The hospital staff, like many in Haiti right now, are doing the best they can with what little they have. The Caribbean nation, struggling with an epidemic of deadly gang violence and political instability, is facing a humanitarian crisis. Supplies are scarce as little is getting into the country.

"The airport, port and roads are all closed," Jacob Burns, operations manager for Médecins Sans Frontières, told Clarke. "We have had no significant medical supplies delivered in weeks."

Food has also been tough to come by, although the World Food Programme has been trying to fill in the gaps. But its supplies are dwindling, too, and there have been shortfalls in donor funding for the UN's Humanitarian Response Plan.

Clarke was able to return to the capital of Port-au-Prince earlier this month via a World Food Programme helicopter. In addition to visiting some of the few functioning medical facilities, he also photographed chaotic displacement sites and dilapidated schools that are occupied by people who have fled gang violence.

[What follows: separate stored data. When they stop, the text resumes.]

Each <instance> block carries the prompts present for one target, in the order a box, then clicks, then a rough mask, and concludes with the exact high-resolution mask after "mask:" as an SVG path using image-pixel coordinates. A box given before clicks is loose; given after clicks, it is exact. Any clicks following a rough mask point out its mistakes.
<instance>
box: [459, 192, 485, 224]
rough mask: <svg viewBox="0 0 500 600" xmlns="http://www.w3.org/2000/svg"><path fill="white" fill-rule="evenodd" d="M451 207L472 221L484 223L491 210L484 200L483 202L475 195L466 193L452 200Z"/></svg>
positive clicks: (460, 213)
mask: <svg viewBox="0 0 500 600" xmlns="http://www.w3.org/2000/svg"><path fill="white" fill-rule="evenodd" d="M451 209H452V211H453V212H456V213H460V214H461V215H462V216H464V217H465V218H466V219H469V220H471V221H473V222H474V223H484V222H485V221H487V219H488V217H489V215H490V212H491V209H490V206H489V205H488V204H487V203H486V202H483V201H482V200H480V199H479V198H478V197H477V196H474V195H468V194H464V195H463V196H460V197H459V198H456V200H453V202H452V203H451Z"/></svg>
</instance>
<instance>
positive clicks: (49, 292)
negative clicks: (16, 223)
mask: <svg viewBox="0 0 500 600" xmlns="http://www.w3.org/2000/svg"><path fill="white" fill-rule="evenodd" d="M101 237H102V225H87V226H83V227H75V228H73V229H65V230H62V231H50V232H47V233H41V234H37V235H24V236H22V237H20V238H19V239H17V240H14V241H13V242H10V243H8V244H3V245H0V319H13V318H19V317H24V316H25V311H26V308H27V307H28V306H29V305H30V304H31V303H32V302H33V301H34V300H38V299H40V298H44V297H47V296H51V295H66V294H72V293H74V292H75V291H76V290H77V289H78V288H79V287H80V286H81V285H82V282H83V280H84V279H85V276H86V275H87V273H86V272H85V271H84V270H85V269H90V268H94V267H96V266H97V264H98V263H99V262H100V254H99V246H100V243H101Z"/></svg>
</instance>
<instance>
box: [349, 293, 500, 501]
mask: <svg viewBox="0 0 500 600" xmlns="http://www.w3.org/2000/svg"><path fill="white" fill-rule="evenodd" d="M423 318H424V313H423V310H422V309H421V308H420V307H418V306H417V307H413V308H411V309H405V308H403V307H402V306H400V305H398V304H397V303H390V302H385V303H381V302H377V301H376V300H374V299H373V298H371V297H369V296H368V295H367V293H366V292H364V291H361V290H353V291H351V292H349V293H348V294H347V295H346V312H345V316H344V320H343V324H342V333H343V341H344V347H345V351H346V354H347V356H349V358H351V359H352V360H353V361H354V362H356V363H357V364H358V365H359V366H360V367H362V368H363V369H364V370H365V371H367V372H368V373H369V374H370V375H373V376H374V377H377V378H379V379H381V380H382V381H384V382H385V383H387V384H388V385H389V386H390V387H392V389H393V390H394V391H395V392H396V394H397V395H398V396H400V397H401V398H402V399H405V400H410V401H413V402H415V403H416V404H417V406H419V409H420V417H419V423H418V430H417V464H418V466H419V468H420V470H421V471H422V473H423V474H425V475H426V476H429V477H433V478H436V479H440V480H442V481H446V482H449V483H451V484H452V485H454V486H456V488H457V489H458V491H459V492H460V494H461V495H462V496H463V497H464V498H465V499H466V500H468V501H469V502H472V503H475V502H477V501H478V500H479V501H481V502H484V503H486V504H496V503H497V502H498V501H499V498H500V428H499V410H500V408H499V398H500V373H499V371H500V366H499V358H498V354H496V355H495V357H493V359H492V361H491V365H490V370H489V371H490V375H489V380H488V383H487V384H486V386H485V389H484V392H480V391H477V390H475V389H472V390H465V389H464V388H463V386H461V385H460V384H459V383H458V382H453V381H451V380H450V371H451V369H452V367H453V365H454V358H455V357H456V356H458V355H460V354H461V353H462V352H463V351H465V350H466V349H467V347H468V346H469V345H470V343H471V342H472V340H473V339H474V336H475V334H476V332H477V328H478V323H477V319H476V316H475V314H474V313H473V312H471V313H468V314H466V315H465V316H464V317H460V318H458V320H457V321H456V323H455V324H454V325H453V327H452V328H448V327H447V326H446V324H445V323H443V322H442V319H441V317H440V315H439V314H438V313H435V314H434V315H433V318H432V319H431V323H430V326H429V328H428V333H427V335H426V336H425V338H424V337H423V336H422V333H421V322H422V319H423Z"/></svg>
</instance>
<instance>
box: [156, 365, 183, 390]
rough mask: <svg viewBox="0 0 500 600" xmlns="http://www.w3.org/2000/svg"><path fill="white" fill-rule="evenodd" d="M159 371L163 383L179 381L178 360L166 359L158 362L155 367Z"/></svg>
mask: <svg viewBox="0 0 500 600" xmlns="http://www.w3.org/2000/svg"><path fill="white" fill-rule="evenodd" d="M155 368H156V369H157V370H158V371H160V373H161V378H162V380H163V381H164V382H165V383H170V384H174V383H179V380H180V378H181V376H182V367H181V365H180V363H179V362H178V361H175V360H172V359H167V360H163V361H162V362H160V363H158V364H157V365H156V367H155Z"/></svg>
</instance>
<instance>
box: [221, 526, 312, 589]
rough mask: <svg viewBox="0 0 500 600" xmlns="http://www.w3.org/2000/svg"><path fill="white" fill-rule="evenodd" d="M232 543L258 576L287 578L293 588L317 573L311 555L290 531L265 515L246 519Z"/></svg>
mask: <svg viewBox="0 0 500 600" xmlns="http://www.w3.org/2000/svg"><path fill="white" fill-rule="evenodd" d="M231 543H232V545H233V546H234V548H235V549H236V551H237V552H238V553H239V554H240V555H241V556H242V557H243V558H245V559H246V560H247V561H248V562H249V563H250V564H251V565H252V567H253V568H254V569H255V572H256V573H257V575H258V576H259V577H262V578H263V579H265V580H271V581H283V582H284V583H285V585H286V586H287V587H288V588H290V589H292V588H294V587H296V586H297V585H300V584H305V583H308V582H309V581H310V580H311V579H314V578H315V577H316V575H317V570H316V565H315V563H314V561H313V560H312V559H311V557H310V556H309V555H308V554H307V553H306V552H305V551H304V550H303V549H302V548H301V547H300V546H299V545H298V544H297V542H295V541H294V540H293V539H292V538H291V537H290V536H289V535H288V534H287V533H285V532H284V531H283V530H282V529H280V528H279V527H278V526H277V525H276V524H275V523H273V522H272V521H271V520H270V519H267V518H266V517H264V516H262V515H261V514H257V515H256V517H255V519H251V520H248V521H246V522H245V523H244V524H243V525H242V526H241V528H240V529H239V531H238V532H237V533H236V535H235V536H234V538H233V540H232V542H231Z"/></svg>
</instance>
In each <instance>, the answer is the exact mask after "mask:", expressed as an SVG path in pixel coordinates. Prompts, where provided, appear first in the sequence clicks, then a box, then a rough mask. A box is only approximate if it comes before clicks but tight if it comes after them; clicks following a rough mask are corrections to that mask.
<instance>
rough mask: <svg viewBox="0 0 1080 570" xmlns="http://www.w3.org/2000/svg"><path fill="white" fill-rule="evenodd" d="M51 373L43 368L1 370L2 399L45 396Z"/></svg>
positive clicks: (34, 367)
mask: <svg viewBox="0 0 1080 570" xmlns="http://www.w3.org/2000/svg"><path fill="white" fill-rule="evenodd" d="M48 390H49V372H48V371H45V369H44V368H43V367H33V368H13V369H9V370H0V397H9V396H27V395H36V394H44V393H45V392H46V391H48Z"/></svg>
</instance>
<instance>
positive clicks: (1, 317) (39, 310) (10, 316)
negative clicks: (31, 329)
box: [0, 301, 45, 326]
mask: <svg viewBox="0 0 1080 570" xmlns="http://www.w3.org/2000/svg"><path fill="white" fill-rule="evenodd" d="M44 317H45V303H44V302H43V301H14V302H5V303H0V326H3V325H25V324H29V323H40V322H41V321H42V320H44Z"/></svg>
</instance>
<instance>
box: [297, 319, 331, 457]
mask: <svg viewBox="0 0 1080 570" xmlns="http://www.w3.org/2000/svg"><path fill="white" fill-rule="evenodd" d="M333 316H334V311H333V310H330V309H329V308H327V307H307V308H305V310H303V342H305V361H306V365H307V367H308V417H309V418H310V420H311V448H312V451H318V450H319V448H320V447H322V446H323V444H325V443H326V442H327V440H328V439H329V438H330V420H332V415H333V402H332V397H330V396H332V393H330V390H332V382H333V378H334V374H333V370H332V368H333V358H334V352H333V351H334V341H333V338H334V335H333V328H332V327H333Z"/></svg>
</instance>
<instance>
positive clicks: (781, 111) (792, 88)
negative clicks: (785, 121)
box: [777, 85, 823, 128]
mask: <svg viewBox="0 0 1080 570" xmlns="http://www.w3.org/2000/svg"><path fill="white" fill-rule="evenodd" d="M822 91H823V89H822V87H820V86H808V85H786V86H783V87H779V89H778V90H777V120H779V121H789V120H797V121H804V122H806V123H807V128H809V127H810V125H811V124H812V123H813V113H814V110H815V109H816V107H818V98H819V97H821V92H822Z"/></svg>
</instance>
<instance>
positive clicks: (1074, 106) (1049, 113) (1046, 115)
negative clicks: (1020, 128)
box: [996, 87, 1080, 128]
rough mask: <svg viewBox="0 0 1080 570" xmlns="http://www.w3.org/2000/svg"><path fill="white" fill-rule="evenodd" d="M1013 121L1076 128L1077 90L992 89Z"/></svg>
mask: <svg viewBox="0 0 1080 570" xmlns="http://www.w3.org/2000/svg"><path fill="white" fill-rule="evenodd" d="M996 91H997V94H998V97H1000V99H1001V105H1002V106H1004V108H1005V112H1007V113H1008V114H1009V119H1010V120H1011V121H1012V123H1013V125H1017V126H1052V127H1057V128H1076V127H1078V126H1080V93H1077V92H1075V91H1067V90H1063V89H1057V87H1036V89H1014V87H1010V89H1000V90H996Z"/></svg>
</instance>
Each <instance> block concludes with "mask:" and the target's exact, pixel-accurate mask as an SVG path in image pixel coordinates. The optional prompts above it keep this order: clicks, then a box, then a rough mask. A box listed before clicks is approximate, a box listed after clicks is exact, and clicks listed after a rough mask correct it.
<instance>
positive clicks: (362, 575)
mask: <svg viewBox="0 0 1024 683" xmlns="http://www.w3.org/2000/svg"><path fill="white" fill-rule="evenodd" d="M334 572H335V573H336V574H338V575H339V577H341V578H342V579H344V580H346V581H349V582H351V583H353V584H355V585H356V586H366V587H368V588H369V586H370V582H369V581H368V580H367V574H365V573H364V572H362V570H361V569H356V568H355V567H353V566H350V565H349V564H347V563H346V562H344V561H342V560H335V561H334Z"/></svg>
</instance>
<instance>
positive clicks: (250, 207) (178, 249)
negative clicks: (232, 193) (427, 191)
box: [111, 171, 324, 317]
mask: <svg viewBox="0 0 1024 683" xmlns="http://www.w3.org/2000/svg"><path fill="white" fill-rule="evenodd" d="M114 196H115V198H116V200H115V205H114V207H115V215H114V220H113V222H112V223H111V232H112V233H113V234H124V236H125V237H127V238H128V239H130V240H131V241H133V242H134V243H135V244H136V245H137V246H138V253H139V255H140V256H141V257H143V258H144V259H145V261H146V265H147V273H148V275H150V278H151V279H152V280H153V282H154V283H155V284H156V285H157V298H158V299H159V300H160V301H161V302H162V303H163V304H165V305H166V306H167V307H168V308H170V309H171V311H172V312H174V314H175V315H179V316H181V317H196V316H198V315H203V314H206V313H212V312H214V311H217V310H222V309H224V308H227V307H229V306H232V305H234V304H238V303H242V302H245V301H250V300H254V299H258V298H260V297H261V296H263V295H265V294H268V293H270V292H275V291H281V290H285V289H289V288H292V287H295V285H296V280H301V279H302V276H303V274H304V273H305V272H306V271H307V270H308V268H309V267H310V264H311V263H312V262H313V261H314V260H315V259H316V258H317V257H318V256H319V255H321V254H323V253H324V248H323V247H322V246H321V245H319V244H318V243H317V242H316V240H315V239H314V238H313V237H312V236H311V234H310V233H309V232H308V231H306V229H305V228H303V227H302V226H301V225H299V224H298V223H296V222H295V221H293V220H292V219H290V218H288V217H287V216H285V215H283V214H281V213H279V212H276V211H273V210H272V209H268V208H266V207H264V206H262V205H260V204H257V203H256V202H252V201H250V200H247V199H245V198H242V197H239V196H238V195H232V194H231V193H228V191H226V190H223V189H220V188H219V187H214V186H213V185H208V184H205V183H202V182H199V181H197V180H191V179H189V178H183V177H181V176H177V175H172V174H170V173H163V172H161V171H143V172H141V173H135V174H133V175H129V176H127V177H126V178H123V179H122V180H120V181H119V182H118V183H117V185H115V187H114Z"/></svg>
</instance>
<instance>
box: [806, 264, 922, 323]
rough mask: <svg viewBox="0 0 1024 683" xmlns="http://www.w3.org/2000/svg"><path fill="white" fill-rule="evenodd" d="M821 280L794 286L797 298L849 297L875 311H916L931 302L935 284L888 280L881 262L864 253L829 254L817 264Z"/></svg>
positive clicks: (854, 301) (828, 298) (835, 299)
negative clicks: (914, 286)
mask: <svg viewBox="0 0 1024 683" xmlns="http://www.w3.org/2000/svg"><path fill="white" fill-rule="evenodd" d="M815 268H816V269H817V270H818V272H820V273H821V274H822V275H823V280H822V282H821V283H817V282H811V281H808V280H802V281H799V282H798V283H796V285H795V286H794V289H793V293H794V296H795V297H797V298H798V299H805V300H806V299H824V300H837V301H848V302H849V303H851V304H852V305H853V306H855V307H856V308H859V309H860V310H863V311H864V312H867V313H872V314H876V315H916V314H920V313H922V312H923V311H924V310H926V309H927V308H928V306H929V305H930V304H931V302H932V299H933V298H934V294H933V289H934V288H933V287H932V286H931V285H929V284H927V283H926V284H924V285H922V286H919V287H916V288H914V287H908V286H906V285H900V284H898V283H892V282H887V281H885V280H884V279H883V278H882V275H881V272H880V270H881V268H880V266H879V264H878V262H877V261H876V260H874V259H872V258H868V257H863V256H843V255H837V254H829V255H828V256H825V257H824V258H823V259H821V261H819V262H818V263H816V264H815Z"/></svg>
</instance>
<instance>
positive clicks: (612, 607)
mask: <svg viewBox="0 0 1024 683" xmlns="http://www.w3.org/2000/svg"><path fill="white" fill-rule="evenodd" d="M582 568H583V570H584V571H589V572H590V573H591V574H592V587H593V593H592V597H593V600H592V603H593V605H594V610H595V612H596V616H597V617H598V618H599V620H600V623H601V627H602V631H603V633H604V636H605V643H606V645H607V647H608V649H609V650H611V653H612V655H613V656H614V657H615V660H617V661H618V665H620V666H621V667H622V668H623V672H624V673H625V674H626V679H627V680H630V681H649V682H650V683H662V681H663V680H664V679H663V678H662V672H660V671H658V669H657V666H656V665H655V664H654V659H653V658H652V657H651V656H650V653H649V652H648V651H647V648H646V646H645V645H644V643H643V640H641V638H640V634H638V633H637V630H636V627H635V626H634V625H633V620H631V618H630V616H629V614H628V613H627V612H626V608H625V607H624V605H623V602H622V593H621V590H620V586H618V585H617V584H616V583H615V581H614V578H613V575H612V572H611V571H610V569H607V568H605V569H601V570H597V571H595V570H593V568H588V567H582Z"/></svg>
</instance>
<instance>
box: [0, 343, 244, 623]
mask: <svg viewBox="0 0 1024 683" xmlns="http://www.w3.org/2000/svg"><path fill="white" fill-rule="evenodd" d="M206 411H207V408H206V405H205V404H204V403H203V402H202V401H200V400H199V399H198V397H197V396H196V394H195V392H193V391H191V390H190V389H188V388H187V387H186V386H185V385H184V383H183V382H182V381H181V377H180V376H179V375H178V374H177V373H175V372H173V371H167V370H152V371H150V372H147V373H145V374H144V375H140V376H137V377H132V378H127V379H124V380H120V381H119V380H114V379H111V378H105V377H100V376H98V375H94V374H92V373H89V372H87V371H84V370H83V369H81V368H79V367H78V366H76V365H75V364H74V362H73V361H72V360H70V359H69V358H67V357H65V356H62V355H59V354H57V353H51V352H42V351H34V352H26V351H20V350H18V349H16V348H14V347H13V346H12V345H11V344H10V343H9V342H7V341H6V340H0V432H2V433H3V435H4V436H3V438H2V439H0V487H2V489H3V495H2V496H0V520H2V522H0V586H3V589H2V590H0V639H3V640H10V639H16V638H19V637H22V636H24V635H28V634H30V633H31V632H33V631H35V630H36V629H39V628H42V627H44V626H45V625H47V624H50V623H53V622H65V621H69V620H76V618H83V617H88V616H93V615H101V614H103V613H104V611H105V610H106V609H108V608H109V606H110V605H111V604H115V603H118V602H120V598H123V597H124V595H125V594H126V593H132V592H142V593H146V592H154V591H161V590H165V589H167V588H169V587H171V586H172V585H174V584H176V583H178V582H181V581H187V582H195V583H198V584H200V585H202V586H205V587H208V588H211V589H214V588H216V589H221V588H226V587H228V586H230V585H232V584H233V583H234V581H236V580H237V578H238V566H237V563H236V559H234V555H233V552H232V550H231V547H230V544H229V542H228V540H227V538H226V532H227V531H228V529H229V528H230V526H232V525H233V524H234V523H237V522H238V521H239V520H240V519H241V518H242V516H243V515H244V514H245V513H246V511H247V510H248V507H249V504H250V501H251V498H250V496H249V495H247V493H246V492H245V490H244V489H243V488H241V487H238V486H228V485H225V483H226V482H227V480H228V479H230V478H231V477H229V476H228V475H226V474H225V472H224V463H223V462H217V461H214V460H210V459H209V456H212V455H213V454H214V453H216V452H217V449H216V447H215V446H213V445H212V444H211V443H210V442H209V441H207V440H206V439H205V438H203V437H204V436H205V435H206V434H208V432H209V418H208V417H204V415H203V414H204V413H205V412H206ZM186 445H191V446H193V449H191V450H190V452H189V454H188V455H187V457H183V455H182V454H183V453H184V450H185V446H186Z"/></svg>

"The city I knew and have visited for the past 14 years is now a full-blown war zone in many areas," he said. "Streets where we drove 12 weeks ago are now empty and under gang control — 'no go zones.' The General Hospital where I had met doctors, nurses and patients in February was no longer in operation and is now occupied by a gang and being used as a forward staging post for attacks against the nearby National Palace."

Haitian Prime Minister Ariel Henry resigned last month, handing power over to a transitional council. Haiti now awaits the deployment of a multinational security support force, led by Kenya.

"Contractors are furiously building temporary shelters for them near the airport, but they are likely to be only a few hundred in number," Clarke said. "The gang leaders, meanwhile, have pledged to fight until the very last man to drive them out."